En partant d’un diaporama sur le parcours idéal d’un jeune cinéaste malgache, les intervenants ont rebondi sur le fait que beaucoup de maillons de la chaîne de production cinématographique manquaient à Madagascar. Pas de scénaristes de métier mais plutôt des réalisateurs-scénaristes, pas de distributeurs ni de salles de cinéma [ndlr celles encore existantes sont occupées par des sectes religieuses], encore moins de soutien financier de la part du gouvernement.
L’investissement de l’État malgache était donc l’une des premières interrogations posées par les producteurs.
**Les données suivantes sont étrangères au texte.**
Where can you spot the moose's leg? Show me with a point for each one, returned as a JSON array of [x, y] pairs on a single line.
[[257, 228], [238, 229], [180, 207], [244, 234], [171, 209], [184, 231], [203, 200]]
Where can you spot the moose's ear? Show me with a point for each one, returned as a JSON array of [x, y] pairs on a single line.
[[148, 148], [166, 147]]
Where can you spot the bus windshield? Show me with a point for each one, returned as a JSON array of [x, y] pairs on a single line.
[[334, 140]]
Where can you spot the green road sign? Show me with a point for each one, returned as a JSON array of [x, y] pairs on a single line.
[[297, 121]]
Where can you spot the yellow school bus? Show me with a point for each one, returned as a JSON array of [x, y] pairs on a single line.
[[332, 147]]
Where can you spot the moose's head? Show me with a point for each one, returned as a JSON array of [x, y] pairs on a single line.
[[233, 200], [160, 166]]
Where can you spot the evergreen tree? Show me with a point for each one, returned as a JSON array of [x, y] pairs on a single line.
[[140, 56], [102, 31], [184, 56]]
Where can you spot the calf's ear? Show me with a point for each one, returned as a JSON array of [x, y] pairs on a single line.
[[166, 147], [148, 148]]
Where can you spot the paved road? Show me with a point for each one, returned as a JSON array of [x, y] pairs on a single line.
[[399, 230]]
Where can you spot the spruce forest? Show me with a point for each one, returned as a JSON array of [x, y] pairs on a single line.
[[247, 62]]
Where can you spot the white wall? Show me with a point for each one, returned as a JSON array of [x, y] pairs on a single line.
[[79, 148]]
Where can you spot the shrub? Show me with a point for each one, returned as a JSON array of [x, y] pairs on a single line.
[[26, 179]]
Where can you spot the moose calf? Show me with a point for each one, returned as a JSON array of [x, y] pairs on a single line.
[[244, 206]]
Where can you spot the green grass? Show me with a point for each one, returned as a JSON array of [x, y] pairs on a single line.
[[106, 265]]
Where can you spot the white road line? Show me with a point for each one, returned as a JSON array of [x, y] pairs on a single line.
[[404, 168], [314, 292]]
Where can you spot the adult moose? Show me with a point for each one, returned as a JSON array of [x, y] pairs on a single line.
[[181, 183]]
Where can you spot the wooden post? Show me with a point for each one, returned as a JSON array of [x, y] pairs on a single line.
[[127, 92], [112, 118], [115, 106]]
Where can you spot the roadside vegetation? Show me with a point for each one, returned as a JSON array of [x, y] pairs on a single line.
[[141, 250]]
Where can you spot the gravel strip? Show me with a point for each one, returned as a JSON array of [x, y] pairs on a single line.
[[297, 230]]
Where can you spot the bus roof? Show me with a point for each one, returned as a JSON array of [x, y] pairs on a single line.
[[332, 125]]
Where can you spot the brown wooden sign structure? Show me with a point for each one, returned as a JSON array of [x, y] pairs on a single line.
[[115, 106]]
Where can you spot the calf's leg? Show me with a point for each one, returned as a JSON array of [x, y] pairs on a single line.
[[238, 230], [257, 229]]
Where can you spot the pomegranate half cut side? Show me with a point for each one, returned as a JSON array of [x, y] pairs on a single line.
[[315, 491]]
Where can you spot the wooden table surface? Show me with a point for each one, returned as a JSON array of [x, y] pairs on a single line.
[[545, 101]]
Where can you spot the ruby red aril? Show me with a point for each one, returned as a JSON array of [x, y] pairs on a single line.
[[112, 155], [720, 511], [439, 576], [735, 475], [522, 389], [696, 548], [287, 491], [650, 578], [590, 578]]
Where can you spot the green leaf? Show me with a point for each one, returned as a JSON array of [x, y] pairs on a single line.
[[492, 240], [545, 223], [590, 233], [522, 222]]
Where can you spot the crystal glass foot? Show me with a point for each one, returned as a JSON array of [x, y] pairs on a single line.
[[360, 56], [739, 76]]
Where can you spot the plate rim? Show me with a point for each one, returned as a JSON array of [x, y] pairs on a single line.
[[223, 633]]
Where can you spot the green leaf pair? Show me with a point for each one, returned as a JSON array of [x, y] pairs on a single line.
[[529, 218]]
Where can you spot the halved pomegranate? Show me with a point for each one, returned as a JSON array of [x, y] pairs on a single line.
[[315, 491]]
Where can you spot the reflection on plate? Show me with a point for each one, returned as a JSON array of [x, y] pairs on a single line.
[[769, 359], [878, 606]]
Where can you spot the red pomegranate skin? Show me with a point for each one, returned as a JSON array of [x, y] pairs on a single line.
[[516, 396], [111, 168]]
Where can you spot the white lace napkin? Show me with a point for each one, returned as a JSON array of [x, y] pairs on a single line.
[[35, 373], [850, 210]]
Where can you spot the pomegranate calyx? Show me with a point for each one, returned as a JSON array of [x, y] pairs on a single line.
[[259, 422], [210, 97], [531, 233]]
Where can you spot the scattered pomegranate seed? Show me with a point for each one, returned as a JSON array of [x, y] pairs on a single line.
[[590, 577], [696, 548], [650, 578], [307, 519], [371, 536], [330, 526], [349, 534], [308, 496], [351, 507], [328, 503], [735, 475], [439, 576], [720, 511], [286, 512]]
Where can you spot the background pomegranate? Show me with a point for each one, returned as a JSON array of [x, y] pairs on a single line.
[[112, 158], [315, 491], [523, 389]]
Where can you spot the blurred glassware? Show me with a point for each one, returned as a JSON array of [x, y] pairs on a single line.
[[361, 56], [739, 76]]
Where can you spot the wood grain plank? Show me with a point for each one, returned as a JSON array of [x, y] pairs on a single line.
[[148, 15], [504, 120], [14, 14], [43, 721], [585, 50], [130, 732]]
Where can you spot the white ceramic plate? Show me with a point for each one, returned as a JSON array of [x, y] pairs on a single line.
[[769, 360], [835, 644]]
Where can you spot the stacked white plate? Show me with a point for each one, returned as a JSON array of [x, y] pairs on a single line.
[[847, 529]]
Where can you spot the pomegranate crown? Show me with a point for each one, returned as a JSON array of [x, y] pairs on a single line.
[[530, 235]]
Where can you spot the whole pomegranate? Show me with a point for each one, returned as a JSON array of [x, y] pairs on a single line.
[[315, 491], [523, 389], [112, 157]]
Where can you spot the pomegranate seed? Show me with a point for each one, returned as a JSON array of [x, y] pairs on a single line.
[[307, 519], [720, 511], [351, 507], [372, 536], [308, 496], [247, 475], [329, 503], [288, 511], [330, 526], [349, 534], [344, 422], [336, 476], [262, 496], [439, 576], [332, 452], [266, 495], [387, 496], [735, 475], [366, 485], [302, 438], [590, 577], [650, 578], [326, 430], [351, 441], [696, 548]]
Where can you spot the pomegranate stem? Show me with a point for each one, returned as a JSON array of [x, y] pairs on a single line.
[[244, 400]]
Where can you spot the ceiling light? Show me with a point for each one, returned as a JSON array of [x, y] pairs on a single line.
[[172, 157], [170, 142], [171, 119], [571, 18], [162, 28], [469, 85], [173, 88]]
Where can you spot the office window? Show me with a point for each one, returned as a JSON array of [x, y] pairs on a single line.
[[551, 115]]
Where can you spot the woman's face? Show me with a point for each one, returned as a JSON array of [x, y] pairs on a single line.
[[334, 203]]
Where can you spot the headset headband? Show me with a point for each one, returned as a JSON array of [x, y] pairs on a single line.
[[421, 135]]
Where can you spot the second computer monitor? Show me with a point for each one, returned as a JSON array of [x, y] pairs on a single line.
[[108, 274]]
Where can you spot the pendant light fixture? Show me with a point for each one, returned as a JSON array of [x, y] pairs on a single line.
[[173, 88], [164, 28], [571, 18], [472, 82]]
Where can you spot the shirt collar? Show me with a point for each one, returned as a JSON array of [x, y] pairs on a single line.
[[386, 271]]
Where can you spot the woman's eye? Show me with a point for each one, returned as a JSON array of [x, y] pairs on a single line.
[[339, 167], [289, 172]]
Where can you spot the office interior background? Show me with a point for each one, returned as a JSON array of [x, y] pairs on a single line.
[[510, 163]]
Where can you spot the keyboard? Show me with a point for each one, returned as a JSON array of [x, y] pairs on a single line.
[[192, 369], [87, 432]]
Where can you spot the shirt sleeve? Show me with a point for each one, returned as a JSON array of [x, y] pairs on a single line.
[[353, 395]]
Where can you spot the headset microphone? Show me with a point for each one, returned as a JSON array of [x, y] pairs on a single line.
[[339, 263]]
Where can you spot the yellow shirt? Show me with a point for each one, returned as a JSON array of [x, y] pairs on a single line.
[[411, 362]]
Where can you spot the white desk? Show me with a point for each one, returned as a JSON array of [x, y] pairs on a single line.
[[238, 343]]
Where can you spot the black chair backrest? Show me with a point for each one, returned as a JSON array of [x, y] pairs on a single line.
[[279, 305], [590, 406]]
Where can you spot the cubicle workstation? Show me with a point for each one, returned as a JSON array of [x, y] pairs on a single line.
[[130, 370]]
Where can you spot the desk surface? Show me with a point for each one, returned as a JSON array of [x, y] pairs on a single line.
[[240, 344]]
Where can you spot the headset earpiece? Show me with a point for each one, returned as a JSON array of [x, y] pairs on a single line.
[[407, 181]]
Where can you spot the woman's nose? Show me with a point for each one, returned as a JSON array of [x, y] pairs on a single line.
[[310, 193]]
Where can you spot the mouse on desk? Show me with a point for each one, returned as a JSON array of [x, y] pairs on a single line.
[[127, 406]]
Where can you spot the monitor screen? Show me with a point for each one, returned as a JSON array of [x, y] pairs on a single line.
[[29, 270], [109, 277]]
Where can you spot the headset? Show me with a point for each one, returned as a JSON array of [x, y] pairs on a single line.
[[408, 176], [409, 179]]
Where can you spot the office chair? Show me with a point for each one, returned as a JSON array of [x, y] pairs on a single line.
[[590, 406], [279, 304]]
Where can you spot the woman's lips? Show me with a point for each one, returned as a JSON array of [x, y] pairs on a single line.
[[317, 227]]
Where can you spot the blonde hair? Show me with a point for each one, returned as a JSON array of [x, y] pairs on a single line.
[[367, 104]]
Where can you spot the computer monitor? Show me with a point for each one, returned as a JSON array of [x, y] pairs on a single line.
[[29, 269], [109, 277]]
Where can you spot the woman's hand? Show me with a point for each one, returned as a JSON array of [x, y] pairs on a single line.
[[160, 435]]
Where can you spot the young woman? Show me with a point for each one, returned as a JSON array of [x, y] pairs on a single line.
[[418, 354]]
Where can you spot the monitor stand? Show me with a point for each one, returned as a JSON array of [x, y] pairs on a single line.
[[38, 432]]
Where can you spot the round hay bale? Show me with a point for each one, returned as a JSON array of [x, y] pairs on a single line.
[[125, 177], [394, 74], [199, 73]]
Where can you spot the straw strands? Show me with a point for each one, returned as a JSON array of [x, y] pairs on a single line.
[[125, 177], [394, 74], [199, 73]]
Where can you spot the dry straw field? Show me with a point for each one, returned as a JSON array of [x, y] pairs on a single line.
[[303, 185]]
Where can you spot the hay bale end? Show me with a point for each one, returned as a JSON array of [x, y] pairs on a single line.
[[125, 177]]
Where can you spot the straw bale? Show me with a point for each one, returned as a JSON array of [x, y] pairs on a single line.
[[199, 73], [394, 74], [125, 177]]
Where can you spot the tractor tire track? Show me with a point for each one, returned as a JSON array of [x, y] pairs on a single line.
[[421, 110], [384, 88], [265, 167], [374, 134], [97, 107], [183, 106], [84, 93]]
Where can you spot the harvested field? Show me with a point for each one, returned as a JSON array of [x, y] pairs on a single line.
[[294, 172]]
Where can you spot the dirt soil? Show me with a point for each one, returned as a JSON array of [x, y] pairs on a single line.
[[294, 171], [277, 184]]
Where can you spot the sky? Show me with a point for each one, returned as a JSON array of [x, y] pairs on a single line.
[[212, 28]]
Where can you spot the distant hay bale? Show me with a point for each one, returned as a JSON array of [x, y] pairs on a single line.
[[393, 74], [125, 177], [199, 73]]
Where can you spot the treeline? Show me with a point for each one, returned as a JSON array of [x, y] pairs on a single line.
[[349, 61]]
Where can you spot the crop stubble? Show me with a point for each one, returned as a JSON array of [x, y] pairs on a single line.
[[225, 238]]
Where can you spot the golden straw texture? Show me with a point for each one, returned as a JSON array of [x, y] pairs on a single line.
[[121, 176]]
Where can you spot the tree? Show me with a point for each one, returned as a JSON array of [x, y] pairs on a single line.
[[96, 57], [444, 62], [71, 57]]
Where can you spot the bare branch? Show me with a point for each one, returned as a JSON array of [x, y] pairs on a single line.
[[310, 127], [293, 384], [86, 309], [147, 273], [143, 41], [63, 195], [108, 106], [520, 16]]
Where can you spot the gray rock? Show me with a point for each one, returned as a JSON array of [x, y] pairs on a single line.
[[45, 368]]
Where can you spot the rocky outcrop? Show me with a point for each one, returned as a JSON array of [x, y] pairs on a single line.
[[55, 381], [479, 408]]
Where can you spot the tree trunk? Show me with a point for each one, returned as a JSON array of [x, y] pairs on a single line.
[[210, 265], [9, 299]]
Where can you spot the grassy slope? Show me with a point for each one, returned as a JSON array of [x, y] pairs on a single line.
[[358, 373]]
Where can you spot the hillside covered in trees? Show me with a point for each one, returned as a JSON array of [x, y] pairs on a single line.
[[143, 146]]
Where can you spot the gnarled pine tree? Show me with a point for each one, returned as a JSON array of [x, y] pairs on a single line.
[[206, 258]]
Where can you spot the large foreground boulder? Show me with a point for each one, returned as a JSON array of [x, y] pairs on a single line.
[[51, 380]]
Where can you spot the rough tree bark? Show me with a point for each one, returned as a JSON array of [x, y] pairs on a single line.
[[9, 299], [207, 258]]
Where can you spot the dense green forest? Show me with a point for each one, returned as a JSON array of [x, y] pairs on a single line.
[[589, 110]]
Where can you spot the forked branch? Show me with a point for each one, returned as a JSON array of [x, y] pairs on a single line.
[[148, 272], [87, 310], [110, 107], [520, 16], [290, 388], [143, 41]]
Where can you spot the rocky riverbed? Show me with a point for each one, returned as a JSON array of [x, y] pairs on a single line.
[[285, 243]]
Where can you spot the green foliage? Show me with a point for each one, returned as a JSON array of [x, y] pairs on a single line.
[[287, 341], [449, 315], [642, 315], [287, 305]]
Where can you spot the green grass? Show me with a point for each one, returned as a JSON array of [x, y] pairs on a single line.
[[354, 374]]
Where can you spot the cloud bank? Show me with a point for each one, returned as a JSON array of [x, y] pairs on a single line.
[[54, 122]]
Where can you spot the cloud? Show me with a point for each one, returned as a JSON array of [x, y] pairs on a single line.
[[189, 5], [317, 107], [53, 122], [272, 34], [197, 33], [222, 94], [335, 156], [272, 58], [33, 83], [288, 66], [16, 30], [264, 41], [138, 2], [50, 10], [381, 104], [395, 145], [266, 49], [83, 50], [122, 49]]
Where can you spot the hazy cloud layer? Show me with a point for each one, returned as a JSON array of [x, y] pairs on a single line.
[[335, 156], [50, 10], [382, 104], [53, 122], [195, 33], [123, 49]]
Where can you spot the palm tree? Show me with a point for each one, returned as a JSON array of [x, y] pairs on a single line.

Une question à laquelle le Secrétaire Général du Ministère de la Culture, lui-même cinéphile, n’a pas manqué de répondre. « Dans les années 1960-1970, l’État malgache a produit des films d’actualités qui étaient diffusés dans les salles de cinéma. Dans les années 1980, beaucoup de films étaient importés de l’Union Soviétique du fait du régime de l’époque. La société Cinémédia avait alors nationalisé de grandes salles de cinéma telles que le Roxy, le Rex ou le Ritz. Puis dans les années 2000, il y a eu un frémissement dans la production vidéo locale ».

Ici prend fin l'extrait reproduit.